Его улыбка ничуть не померкла, хотя внутри все уже начинало умирать. День их встречи был худшим в его жизни. Его тогда выгнали из летной школы Службы надзора. Она же в тот день окончила Академию и хотела отпраздновать, а ему нужно было хоть как-то отвлечься от тяжких мыслей. Было бы неверно сказать, что они встречались. «Встречались» – это когда много разговариваешь, ходишь на ужин или танцы, а они провели целую неделю в гостинице космопорта, почти не вспоминая о еде.
А потом… ну, естественно, после этого они разошлись в разные стороны. Конечно, договорились поддерживать связь. Он несколько раз писал ей. Она прислала ему свою фотографию в форме, когда получила первое задание. Он забыл ответить. Прошли годы.
И вот он здесь.
Со своей бывшей на совершенно новом корабле.
В отчаянии он попытался сменить тему.
– Скоро отчалим. Следующая остановка – Рай-1! Путешествие обещает быть вполне комфортным, тем более что большую часть мы проведем в криосне. Нас только трое. Ты уже познакомилась с попутчиком? – спросил он, кивком указав на мужчину, одиноко сидящего у иллюминатора. – Какой-то доктор.
Он увидел облегчение на ее лице. Он снимал с нее все обязательства, и она это знала.
– Чжан Лэй, – кивнула она. – Мы познакомились. У него, кажется, невероятные полномочия, но я не смогла найти ничего о его предыдущих местах службы.
– Я и сам только одним глазом глянул на список пассажиров, – сказал Паркер. – Интересно, в чем смысл нашей миссии. Не так уж дешево доставить врача на Рай-1. Как думаешь, что там происходит?
– Что ты имеешь в виду?
– Мы же не летим прямо на какую-нибудь чумную вечеринку или что-то в этом роде?
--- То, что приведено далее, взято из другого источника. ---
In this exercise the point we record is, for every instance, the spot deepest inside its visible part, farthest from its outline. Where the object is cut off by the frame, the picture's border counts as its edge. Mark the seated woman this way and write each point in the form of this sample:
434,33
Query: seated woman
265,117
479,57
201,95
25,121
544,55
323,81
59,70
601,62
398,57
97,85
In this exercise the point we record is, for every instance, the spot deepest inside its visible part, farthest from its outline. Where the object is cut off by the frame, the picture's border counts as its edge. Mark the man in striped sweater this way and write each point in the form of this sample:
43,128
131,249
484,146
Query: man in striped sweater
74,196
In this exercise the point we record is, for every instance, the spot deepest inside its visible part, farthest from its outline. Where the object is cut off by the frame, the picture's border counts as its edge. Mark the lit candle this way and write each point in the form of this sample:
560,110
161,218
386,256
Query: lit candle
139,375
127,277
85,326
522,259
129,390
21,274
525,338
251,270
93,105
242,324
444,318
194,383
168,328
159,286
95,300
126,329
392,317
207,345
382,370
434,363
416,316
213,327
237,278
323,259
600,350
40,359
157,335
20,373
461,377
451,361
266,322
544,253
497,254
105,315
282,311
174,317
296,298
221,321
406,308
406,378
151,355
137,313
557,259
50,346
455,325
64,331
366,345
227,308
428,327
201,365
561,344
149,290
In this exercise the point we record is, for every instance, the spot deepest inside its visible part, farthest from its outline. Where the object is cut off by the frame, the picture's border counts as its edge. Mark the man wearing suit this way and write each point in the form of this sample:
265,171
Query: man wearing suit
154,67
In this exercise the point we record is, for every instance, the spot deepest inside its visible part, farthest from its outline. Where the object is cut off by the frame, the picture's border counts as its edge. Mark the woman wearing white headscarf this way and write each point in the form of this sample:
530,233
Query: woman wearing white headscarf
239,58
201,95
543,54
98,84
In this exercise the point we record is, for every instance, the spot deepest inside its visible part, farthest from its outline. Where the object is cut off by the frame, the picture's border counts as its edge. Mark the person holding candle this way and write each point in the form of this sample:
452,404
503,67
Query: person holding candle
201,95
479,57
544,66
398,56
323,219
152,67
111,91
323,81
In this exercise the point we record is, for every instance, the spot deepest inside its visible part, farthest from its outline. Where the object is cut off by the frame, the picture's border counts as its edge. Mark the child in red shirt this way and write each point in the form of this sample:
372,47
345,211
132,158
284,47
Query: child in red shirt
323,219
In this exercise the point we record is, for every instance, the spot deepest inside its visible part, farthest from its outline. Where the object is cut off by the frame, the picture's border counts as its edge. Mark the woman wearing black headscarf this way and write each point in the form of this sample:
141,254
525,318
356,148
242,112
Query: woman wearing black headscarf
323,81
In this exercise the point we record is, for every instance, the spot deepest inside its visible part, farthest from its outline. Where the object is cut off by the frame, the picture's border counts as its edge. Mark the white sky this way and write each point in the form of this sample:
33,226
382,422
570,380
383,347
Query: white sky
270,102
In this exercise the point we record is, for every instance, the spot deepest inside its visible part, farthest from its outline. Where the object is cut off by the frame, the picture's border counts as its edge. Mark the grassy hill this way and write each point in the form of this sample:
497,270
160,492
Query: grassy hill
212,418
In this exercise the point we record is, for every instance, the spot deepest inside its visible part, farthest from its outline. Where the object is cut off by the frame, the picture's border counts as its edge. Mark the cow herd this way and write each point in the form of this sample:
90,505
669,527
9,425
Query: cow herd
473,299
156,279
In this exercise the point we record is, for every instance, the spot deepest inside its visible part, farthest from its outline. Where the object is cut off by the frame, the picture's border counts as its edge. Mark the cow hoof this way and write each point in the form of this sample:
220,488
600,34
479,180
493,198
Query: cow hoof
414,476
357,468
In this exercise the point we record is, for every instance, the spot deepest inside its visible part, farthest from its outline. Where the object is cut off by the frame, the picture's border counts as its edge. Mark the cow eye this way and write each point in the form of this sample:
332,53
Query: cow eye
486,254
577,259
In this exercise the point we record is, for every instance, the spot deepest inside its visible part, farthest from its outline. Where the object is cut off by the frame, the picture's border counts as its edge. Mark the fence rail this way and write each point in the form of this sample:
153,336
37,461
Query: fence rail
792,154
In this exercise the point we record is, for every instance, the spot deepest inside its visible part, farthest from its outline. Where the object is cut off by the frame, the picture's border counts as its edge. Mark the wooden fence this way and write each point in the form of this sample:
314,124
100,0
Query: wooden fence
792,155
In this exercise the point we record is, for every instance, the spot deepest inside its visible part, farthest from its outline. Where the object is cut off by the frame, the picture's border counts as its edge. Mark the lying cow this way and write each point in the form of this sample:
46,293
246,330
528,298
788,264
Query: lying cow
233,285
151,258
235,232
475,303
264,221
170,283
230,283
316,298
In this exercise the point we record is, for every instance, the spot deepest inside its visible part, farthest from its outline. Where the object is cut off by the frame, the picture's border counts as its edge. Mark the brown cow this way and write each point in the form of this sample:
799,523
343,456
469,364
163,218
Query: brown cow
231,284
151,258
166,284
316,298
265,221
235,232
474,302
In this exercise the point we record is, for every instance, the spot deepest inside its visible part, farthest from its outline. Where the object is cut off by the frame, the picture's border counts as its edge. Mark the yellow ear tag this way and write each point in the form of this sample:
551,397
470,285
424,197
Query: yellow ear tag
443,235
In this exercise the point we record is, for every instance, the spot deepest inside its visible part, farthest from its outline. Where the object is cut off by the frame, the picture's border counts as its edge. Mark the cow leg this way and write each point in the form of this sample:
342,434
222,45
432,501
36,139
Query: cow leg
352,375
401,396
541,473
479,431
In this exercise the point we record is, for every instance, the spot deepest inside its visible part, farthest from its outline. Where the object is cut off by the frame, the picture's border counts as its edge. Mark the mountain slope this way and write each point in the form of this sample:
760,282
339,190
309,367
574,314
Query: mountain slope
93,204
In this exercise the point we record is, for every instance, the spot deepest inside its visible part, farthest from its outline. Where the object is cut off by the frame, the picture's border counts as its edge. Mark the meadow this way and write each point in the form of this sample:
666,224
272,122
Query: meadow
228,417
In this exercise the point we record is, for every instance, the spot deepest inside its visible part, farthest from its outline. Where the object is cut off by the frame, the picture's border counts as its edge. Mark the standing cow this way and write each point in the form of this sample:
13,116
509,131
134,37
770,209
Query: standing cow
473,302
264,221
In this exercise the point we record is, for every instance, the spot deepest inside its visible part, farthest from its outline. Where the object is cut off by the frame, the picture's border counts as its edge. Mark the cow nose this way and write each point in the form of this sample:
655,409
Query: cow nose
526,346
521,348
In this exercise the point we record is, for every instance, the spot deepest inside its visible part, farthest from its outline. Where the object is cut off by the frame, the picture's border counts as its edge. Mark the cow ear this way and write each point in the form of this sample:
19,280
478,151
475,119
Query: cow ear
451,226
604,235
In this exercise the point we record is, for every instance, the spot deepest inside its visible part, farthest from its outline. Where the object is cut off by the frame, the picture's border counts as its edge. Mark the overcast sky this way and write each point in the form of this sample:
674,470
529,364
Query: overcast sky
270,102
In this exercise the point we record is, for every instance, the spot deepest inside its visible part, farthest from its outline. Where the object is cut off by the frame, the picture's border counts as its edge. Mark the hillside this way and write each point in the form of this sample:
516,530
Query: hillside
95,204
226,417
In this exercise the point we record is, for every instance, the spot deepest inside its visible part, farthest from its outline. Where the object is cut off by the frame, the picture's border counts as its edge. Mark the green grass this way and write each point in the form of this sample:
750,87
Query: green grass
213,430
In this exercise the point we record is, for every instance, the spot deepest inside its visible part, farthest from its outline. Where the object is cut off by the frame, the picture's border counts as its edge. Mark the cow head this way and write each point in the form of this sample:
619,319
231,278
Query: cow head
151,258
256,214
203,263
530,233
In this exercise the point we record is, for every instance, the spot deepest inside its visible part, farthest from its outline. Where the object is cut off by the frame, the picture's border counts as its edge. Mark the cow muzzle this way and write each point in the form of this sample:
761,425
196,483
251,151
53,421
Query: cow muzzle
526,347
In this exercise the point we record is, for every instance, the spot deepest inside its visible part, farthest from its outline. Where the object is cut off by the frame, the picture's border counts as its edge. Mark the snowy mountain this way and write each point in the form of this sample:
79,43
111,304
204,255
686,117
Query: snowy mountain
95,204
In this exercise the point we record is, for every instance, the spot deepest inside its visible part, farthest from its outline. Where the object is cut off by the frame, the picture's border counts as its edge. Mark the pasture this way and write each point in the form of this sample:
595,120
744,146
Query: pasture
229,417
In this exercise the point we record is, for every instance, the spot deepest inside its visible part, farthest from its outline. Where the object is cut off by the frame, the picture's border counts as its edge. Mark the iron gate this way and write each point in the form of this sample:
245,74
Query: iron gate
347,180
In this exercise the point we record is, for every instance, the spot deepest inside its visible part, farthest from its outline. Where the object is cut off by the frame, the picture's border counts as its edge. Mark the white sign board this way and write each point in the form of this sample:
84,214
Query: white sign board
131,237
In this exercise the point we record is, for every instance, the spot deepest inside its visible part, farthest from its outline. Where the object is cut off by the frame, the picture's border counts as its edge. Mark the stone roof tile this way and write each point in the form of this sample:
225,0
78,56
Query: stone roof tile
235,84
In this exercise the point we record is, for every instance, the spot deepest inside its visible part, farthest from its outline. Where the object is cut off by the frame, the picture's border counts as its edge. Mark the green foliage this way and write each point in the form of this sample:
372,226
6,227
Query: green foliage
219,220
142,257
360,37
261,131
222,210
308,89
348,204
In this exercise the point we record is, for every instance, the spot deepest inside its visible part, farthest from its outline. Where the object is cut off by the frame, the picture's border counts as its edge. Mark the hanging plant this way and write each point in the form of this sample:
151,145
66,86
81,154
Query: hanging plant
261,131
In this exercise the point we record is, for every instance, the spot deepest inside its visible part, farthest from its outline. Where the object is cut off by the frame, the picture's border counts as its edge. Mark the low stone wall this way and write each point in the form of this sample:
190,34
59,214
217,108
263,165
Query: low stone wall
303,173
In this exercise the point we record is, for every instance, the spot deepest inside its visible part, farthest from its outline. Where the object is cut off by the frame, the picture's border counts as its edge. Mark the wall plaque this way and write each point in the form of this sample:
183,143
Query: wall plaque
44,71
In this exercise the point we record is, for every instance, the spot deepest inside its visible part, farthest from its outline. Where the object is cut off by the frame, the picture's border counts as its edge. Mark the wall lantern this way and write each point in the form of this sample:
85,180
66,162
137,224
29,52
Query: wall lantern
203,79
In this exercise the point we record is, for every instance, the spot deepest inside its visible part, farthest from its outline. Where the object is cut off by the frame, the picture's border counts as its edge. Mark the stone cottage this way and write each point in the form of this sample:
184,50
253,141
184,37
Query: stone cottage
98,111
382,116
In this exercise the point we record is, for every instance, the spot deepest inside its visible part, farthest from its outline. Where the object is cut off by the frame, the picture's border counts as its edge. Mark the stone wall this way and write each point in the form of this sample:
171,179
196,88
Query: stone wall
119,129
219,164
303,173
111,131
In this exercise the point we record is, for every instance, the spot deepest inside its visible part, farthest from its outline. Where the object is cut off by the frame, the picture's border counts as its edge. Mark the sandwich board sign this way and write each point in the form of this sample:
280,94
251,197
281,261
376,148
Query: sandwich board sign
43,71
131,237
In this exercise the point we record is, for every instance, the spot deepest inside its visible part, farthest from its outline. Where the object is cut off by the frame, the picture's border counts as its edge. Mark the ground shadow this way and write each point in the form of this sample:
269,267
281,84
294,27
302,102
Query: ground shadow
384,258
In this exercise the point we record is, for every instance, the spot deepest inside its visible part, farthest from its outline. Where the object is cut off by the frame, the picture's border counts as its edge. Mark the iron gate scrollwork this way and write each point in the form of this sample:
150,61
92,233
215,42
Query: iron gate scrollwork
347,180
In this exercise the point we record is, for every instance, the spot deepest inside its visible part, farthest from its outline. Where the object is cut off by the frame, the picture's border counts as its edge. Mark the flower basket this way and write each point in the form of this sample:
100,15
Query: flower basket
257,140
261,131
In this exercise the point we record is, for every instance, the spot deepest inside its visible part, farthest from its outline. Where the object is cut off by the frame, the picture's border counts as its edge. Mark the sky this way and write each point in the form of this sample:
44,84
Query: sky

– Чума? – рассмеялась она. – По крайней мере, на этот счет могу тебя успокоить. С Раем-1 все в порядке. Нет. Мы с доктором Чжаном не выполняем секретных миссий. Мы с ним просто команда раздолбаев.
Паркер промямлил в ответ: «Что?» – и увидел, что она старается не рассмеяться.
– Вчера я очень сильно облажалась и сорвала давно планируемую операцию Службы надзора. Что касается Чжана, у меня сложилось впечатление, что у него тоже имеется темное прошлое. Поговори с ним пять минут, и, я уверена, ты тоже так решишь. Он умудрился трижды оскорбить меня, пока выходил из поезда.
Паркер хихикнул.
Она заговорщически улыбнулась.
– Мы никому не нравимся. Мы персоны нон грата. Наша миссия – убраться к чертовой матери и не возвращаться, пока наши имена не забудутся.
Это многое объясняет, решил он. Он-то думал, что «Артемиду» ему передали в знак доверия. Что он кому-то там понравился.
Но нет.
Он просто капитан корабля отверженных. Что ж. В этом как будто больше смысла?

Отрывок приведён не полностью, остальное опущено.